Interestingly, the declaration of the bikkurim has us recalling our past: we came down to Egypt as a “scant few” (bimtei m’at; 26:4) before we became a great nation. The klalot parallel that language of our past to describe our grim future: “you shall be left a scant few” (28:62). Similarly, in the bikkurim we recount how God took us out of Egypt (26:7). But in the dystopian vision of the klalot, God brings us right back. (28:68).
The one part of the bikkurim declaration that does not have a parallel in the klalot is the fact that we cried out to God, and God heard, leading Him to take us out of Egypt (28:6-7). Following in the pattern of the inverse parallels that we’ve identified, we’d expect the klalot to mirror this in the opposite, perhaps telling us that God will not hear our cry. But across the dozens of verses in the klalot, no such statement is present.

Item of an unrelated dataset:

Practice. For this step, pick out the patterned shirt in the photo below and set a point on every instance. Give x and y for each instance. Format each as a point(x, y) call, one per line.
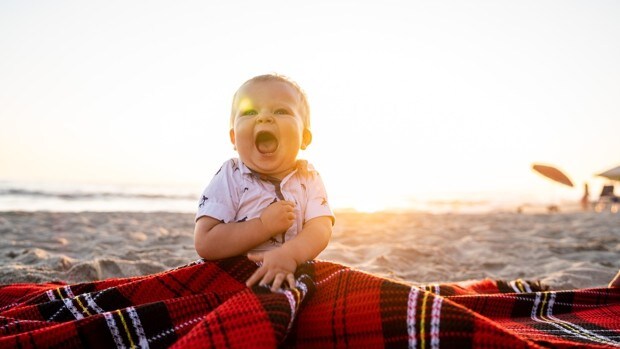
point(236, 194)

We think this is telling. The lack of mention of god ignoring us in the klalot seems to point out that God can’t ignore us. If we cry out, acknowledging that we did wrong, this is a form of repentance that puts us back on the path for blessing, no matter our current status.This reminds us that our voice is extremely powerful. It defines who we are and is an effective vehicle for communicating with God. And as the bikkurim declaration exemplifies, our voice helps us tell our story.
This is why we use this passage on Passover–so that everyone can relive our collective story. We use the passage to remind us of the origins of our great nation. But it also reminds us that no matter what, we are always part of that story. God moves with us through history. He may send us into exile, but he also grants us with the blessings of the Land and its fruit. Both the positive and the negative make us who we are and inform our story.
God does not forget us. When we cry, God hears.